Enfin, Jean-Pierre Villaret fait mention de la « Creative Class » et de la « Génération Y » qui bousculent le rapport aux réseaux et génèrent de nouvelles formes d’influence.

La séance s’est ensuite poursuive par la constitution de deux groupes de travail, chacun animé tour à tour par Patrice de Fournas, associé chez Jouves & Associés, et Laetitia Puyfaucher, CEO de Pelhalm Media.

Le premier groupe de travail a commencé à réfléchir à la notion de réseaux, abordée par Jean-Pierre Villaret dans la vidéo. Le débat est vif, certains critiquant fortement le poids des réseaux dans le système français qui créent de forts blocages dans la société française tandis que d’autres participants soulignent que si les réseaux sont composés de personnes bienveillantes, à l’instar du Cercle, alors ils peuvent être positifs. D’ailleurs, explique un participant, si les « réseaux » dits traditionnels semblent ne plus être plus pertinents, c’est parce que d’autres se sont recréés : « nous assistons aujourd’hui aux conférences de Mark Zuckerberg et Elon Musk comme nous assistions auparavant au coucher du roi ».

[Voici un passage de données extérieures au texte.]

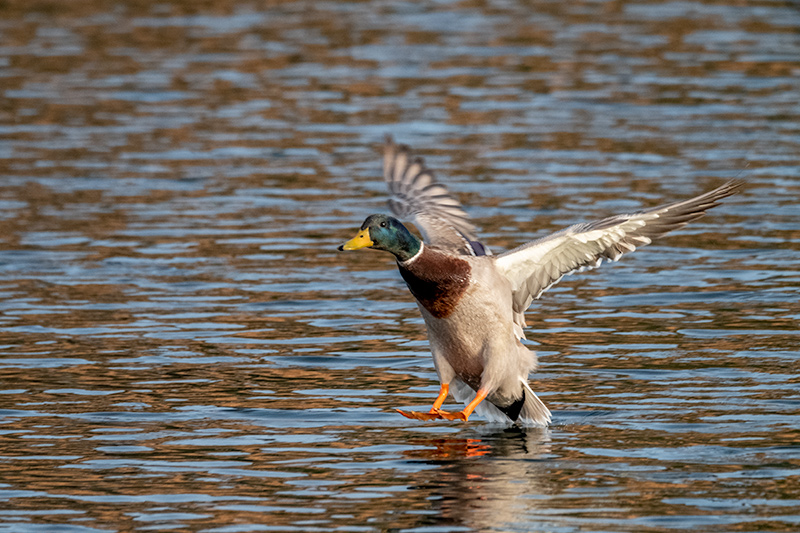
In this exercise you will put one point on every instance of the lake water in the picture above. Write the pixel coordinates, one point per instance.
(183, 349)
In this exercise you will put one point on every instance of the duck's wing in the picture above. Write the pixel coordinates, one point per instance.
(535, 267)
(418, 197)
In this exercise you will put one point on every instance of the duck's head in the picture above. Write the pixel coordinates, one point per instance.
(382, 232)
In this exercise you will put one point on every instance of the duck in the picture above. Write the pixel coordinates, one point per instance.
(473, 302)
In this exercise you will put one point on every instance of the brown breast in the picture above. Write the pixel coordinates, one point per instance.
(437, 280)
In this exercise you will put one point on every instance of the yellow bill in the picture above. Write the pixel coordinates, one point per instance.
(361, 240)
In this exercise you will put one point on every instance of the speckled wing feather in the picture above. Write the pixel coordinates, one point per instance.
(535, 267)
(418, 197)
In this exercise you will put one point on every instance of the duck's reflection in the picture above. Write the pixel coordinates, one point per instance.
(486, 479)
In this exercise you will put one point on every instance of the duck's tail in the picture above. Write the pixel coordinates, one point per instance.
(534, 412)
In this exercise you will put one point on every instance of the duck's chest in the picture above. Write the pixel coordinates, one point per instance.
(438, 281)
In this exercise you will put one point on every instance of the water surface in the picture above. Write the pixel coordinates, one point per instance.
(184, 349)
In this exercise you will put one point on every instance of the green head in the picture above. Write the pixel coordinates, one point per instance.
(382, 232)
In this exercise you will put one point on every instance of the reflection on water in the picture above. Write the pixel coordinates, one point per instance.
(184, 349)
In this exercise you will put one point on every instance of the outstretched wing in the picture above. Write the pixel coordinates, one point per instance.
(416, 196)
(535, 267)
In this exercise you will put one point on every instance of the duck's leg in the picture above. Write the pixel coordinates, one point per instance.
(464, 415)
(434, 413)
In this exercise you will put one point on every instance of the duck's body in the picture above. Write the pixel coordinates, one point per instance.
(473, 303)
(467, 308)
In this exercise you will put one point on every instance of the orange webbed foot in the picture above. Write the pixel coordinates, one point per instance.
(433, 415)
(452, 416)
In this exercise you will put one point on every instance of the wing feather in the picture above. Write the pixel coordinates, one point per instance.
(417, 196)
(535, 267)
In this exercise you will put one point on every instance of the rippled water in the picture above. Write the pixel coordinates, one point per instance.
(183, 348)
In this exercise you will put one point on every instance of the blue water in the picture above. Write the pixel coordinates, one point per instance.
(182, 348)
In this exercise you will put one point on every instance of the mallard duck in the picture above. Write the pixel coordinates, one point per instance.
(473, 302)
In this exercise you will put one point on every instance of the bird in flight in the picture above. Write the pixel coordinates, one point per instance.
(473, 302)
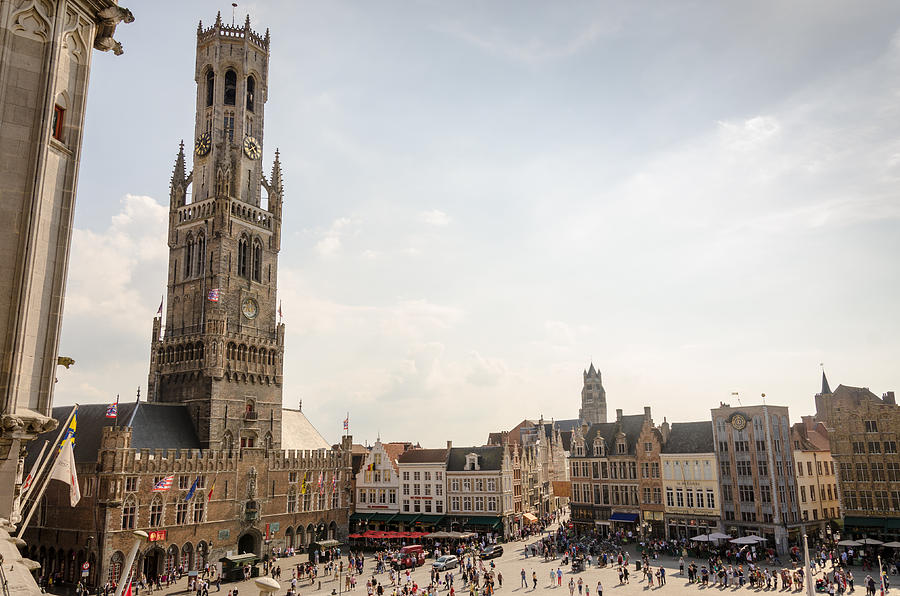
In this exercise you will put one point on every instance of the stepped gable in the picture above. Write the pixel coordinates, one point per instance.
(690, 437)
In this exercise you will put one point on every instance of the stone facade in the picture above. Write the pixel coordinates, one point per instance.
(756, 464)
(45, 61)
(864, 432)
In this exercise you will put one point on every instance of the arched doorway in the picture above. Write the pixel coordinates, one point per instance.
(248, 543)
(153, 563)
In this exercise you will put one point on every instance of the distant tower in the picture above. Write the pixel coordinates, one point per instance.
(593, 398)
(221, 351)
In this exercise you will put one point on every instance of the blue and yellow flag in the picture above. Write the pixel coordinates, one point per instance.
(69, 435)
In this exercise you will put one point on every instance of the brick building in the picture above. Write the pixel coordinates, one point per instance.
(864, 430)
(259, 476)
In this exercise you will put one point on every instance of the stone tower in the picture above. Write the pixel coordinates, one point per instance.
(593, 398)
(221, 350)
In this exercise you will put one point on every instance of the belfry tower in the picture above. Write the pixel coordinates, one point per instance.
(593, 398)
(220, 353)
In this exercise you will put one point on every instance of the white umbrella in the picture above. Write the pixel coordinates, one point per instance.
(871, 541)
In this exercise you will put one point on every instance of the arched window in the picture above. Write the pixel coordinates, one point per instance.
(201, 254)
(210, 86)
(189, 257)
(156, 513)
(243, 257)
(129, 514)
(230, 87)
(251, 92)
(257, 260)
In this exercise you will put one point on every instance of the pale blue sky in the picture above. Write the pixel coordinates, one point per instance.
(702, 197)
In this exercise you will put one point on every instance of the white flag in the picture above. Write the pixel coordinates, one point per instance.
(64, 469)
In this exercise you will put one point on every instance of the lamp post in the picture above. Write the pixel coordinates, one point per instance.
(139, 535)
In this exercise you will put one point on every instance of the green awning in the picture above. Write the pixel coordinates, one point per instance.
(864, 522)
(371, 517)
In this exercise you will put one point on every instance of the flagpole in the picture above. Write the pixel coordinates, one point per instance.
(24, 495)
(46, 481)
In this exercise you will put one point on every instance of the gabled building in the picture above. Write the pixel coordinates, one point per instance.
(690, 480)
(479, 489)
(864, 432)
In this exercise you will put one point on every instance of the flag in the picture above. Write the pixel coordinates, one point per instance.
(164, 484)
(64, 470)
(190, 494)
(113, 410)
(69, 435)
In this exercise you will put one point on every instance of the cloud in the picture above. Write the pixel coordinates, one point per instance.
(435, 217)
(330, 243)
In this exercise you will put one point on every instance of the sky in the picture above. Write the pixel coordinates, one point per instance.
(484, 198)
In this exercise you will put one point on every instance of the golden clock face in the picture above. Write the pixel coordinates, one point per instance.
(203, 144)
(252, 148)
(249, 308)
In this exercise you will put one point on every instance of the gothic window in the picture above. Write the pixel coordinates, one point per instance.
(129, 514)
(251, 92)
(189, 255)
(243, 257)
(257, 260)
(210, 86)
(156, 513)
(230, 87)
(201, 254)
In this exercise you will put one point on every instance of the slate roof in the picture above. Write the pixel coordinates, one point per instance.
(690, 437)
(154, 426)
(297, 432)
(630, 425)
(424, 456)
(490, 458)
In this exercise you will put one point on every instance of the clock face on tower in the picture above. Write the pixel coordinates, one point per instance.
(203, 144)
(249, 308)
(251, 148)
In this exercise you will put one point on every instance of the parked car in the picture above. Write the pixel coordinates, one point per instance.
(445, 562)
(409, 556)
(491, 551)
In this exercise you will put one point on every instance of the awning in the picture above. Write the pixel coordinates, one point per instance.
(864, 522)
(371, 517)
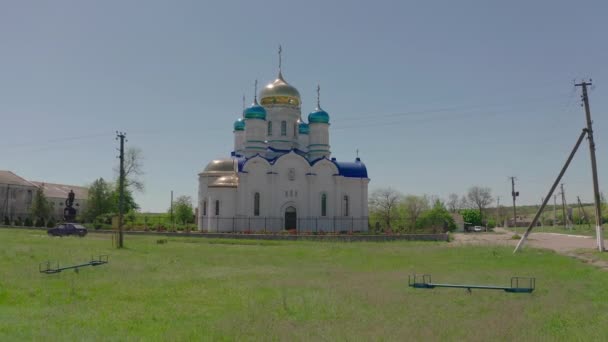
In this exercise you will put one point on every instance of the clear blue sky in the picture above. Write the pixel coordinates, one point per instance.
(436, 95)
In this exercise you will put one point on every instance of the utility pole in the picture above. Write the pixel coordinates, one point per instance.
(599, 234)
(557, 180)
(581, 210)
(172, 221)
(554, 209)
(514, 194)
(121, 186)
(565, 218)
(497, 210)
(543, 218)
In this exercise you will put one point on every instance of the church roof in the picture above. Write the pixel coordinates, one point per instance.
(354, 169)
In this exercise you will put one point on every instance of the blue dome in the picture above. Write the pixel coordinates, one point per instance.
(318, 116)
(303, 128)
(255, 112)
(239, 125)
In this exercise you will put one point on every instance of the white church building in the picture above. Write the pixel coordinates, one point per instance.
(281, 175)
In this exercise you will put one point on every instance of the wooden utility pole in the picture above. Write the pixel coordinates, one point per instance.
(554, 210)
(172, 221)
(559, 177)
(497, 210)
(121, 187)
(581, 212)
(514, 194)
(564, 217)
(599, 234)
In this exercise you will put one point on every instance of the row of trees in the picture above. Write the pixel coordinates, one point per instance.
(392, 211)
(410, 213)
(103, 198)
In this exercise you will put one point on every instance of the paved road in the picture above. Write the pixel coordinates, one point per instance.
(582, 247)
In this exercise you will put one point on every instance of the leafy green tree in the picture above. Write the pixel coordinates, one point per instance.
(182, 210)
(413, 207)
(129, 201)
(100, 200)
(41, 208)
(383, 205)
(471, 217)
(438, 219)
(480, 197)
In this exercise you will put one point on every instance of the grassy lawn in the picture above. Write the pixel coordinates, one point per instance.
(193, 289)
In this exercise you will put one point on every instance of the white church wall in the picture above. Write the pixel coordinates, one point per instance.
(291, 184)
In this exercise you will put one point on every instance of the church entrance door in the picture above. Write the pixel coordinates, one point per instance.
(291, 218)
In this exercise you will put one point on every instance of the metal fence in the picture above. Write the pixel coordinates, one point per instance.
(258, 224)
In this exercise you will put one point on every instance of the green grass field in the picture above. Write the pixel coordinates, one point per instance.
(576, 230)
(195, 289)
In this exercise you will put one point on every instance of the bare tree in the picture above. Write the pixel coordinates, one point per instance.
(384, 202)
(414, 206)
(480, 197)
(452, 202)
(464, 202)
(134, 169)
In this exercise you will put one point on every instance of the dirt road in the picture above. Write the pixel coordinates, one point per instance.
(581, 247)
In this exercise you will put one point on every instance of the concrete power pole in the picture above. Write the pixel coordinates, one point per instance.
(497, 210)
(581, 211)
(172, 220)
(599, 234)
(514, 194)
(554, 209)
(564, 217)
(121, 187)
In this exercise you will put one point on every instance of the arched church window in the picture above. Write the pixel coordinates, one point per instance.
(323, 205)
(346, 205)
(256, 204)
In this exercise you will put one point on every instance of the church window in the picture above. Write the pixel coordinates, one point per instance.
(346, 205)
(323, 205)
(256, 204)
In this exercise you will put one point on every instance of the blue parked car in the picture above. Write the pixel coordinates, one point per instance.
(65, 229)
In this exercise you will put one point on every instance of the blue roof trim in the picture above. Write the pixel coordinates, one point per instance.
(354, 169)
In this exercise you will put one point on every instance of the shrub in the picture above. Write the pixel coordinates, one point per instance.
(28, 222)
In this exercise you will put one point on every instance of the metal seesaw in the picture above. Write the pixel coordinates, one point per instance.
(414, 281)
(102, 259)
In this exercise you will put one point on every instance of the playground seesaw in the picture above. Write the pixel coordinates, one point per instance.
(46, 266)
(518, 284)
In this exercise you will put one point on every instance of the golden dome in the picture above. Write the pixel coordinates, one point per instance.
(220, 166)
(280, 92)
(231, 181)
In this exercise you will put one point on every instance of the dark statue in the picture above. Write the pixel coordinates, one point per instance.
(69, 213)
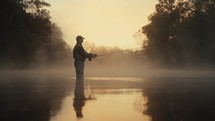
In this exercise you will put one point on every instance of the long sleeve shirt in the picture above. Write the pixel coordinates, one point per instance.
(79, 52)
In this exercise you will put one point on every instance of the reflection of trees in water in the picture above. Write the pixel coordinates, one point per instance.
(181, 100)
(31, 99)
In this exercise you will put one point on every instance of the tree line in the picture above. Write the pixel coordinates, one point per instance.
(28, 37)
(181, 33)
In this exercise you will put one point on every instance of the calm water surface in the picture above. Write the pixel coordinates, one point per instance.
(24, 98)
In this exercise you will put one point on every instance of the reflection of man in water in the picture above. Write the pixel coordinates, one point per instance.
(78, 105)
(79, 54)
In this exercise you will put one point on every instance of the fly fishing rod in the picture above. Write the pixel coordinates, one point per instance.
(120, 51)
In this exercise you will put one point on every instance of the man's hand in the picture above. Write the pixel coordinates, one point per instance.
(94, 55)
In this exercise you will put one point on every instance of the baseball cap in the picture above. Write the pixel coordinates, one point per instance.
(79, 37)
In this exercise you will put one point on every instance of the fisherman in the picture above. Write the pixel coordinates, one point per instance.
(79, 55)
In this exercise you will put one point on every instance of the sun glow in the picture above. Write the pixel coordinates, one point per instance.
(102, 22)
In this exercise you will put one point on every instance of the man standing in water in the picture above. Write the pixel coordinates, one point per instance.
(79, 55)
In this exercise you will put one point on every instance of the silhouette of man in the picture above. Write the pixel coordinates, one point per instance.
(79, 54)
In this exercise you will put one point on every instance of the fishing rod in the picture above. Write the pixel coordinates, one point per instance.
(120, 51)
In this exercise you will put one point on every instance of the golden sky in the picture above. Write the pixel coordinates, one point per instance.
(102, 22)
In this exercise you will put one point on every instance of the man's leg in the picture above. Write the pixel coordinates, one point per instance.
(79, 87)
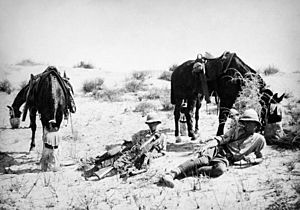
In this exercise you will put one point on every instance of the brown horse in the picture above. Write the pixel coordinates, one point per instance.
(49, 95)
(224, 75)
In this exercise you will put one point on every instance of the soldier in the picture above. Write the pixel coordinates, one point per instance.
(134, 155)
(215, 156)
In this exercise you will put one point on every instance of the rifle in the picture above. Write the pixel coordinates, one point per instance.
(141, 159)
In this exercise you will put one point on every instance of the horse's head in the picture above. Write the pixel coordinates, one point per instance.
(14, 112)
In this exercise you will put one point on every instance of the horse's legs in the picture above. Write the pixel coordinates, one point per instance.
(189, 114)
(198, 106)
(225, 106)
(177, 116)
(33, 127)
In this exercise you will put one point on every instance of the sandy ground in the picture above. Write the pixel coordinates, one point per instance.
(274, 184)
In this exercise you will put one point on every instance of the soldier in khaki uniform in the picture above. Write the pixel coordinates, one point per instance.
(215, 156)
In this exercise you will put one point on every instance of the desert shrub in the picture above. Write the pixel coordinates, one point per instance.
(111, 95)
(140, 75)
(270, 70)
(92, 85)
(5, 86)
(133, 85)
(249, 96)
(154, 93)
(84, 65)
(173, 67)
(166, 75)
(27, 62)
(145, 107)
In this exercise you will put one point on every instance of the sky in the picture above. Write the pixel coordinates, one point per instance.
(127, 35)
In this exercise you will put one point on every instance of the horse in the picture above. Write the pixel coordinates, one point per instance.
(49, 95)
(223, 75)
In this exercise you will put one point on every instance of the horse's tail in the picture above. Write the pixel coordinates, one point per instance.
(173, 101)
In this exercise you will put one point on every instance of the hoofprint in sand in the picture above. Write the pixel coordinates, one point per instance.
(96, 124)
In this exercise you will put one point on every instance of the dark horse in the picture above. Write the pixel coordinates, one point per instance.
(198, 78)
(48, 94)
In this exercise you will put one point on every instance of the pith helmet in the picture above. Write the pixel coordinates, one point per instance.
(152, 118)
(250, 115)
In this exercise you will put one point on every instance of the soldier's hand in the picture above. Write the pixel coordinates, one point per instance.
(202, 150)
(249, 159)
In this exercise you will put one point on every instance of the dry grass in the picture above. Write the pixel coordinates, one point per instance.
(249, 96)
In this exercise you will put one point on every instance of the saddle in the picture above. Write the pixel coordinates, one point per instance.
(209, 56)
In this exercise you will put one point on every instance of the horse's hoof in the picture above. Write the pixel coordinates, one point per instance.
(178, 139)
(193, 136)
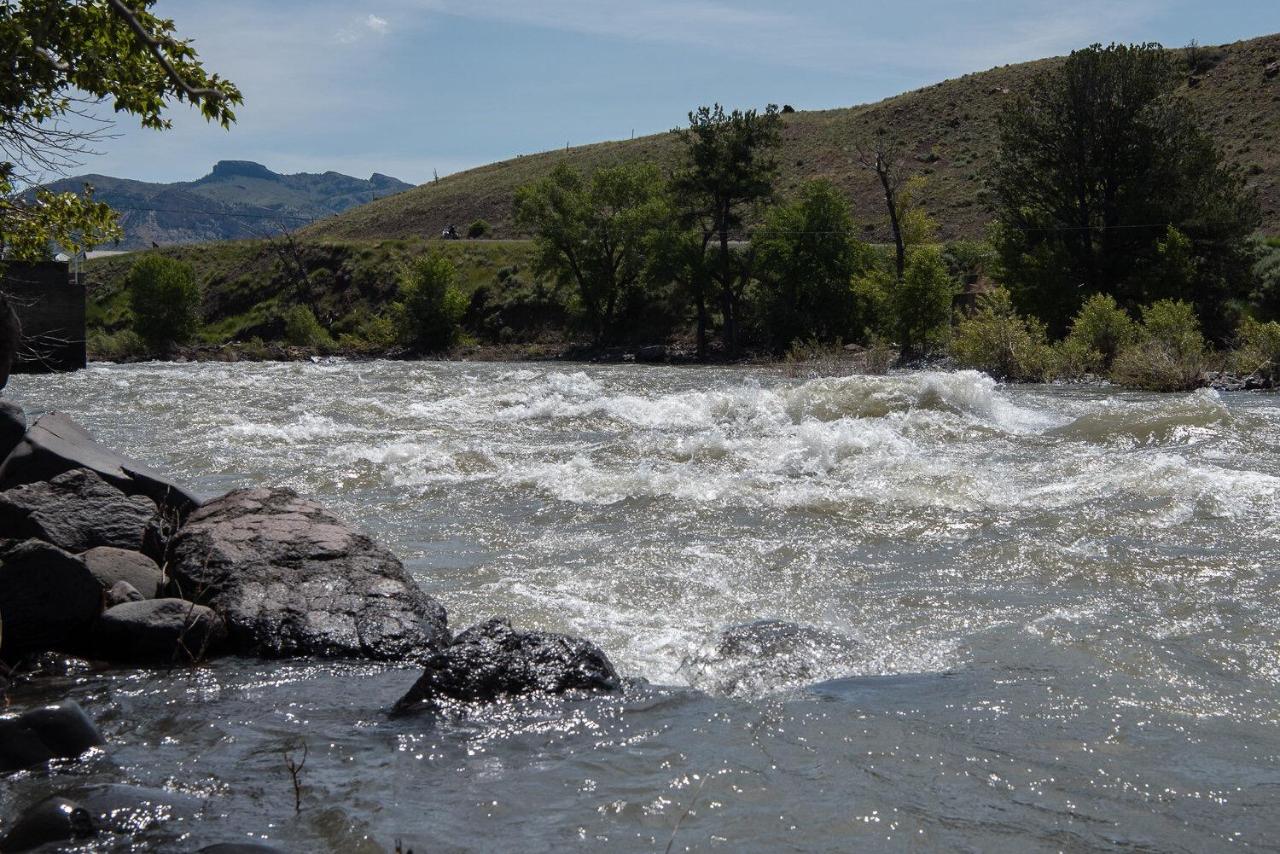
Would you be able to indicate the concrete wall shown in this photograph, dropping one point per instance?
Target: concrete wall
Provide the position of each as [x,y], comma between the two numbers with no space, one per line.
[51,313]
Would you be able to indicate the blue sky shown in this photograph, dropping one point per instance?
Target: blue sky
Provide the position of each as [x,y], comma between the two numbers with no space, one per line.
[412,86]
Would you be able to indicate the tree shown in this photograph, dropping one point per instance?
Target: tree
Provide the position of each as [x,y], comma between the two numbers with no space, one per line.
[730,169]
[807,260]
[1098,165]
[922,302]
[164,298]
[594,233]
[432,306]
[60,56]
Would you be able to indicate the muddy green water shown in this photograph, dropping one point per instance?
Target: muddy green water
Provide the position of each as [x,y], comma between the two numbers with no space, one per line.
[1061,610]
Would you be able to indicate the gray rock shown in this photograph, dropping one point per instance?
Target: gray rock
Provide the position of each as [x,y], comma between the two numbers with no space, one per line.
[13,427]
[76,511]
[59,731]
[492,660]
[291,579]
[158,630]
[120,593]
[112,565]
[48,598]
[54,820]
[55,443]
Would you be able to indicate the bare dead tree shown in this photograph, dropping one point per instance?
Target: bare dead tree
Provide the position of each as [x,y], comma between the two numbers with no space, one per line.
[883,156]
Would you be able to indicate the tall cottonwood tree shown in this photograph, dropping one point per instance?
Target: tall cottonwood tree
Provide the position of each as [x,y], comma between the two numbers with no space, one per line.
[1106,183]
[730,170]
[595,233]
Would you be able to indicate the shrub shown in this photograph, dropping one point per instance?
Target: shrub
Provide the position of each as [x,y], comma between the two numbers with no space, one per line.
[1257,350]
[302,329]
[430,309]
[999,341]
[1170,354]
[922,304]
[1100,329]
[164,298]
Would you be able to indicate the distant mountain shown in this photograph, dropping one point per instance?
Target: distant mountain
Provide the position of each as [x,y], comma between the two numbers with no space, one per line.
[238,199]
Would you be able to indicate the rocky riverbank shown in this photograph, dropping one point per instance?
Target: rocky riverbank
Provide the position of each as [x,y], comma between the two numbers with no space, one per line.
[108,561]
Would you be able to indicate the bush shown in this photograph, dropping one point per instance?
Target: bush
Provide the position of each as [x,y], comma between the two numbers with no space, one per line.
[999,341]
[164,298]
[1257,350]
[1100,329]
[430,309]
[302,329]
[922,304]
[1170,354]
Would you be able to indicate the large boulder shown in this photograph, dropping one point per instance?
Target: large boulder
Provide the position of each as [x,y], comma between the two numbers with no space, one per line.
[55,443]
[492,660]
[76,511]
[13,427]
[114,565]
[169,630]
[59,731]
[48,598]
[291,579]
[54,820]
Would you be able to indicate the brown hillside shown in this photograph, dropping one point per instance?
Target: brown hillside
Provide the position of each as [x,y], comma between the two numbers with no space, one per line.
[949,126]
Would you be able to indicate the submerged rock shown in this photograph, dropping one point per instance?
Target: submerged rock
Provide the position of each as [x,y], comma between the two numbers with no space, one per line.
[291,579]
[55,443]
[114,565]
[158,630]
[54,820]
[48,598]
[76,511]
[768,654]
[59,731]
[493,660]
[13,427]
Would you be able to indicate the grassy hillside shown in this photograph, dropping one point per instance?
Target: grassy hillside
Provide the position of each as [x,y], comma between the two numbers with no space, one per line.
[950,128]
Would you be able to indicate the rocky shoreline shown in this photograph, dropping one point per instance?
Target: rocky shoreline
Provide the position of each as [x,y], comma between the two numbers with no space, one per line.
[108,561]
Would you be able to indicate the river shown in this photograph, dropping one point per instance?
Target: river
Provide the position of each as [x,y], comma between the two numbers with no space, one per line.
[1048,615]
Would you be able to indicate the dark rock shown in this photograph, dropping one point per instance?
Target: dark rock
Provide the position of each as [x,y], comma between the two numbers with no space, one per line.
[112,565]
[59,731]
[48,598]
[13,427]
[291,579]
[768,654]
[158,630]
[54,820]
[493,660]
[76,511]
[55,443]
[120,593]
[652,355]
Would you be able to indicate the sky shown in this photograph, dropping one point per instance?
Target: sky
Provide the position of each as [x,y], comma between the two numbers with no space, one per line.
[421,87]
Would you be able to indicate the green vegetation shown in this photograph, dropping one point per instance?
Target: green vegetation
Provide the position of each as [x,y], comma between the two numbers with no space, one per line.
[432,306]
[164,300]
[1105,181]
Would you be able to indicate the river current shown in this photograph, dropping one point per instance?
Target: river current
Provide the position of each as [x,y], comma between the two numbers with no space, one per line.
[1048,615]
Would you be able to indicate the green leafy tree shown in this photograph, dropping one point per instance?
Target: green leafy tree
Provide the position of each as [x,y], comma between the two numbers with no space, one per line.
[430,305]
[164,298]
[595,233]
[805,261]
[1001,342]
[60,55]
[1104,179]
[728,170]
[922,302]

Le débat s’est poursuivi en insistant sur la distinction établie par Jean-Pierre Villaret entre les réseaux auxquels on appartient de manière permanente et ceux auxquels on appartient de manière épisodique. Un participant ajoute une autre distinction possible : celle entre les réseaux auxquels on appartient de par son identité ou sa position, et ceux auxquels on appartient indépendamment de qui l’on est, mais parce que l’on partage un projet commun, comme MakeSense. Il existe des réseaux parce que l’on vient du même endroit et des réseaux parce que l’on va au même endroit. En France, il y aurait trop de réseaux du premier type, et pas assez du second. Un des participants précise qu’avec Internet, qui a pour essence la génération de réseaux de manière spontanée, on assiste à la création perpétuelle de réseaux, sur un nombre de sujets divers et variés. Peut-être faudrait-il effectuer une nouvelle distinction basée sur la temporalité : il y a des réseaux auxquels on appartient sur le temps long, et d’autres qui se créent en réaction à un événement et qui ont une durée de vie plus courte. Il est tout à fait possible d’appartenir à plusieurs réseaux simultanément, et ceux-ci deviennent alors poreux.

Les participants ont aussi débattu sur la question de la maîtrise des réseaux, en soulignant que les réseaux les plus forts sont probablement ceux que l’on ne maîtrise pas. Les réseaux influenceurs les plus importants sont capables en quelques heures de faire monter ou de détruire une marque, sans que personne ne les maîtrisent. Un exemple de réseau puissant non maîtrisé a été la mobilisation « Je suis Charlie » à la suite des évènements du mois de Janvier. Enfin, une distinction entre réseaux et communautés est mentionnée : les réseaux reposent sur la coopération, alors que les communautés s’appuient sur la collaboration entre ses membres. Le sentiment d’appartenance est important au sein des communautés. Les réseaux peuvent devenir des communautés, influentes, à partir du moment où les individus s’y sentent intégrés, y apprennent, et vont ensemble dans la même direction.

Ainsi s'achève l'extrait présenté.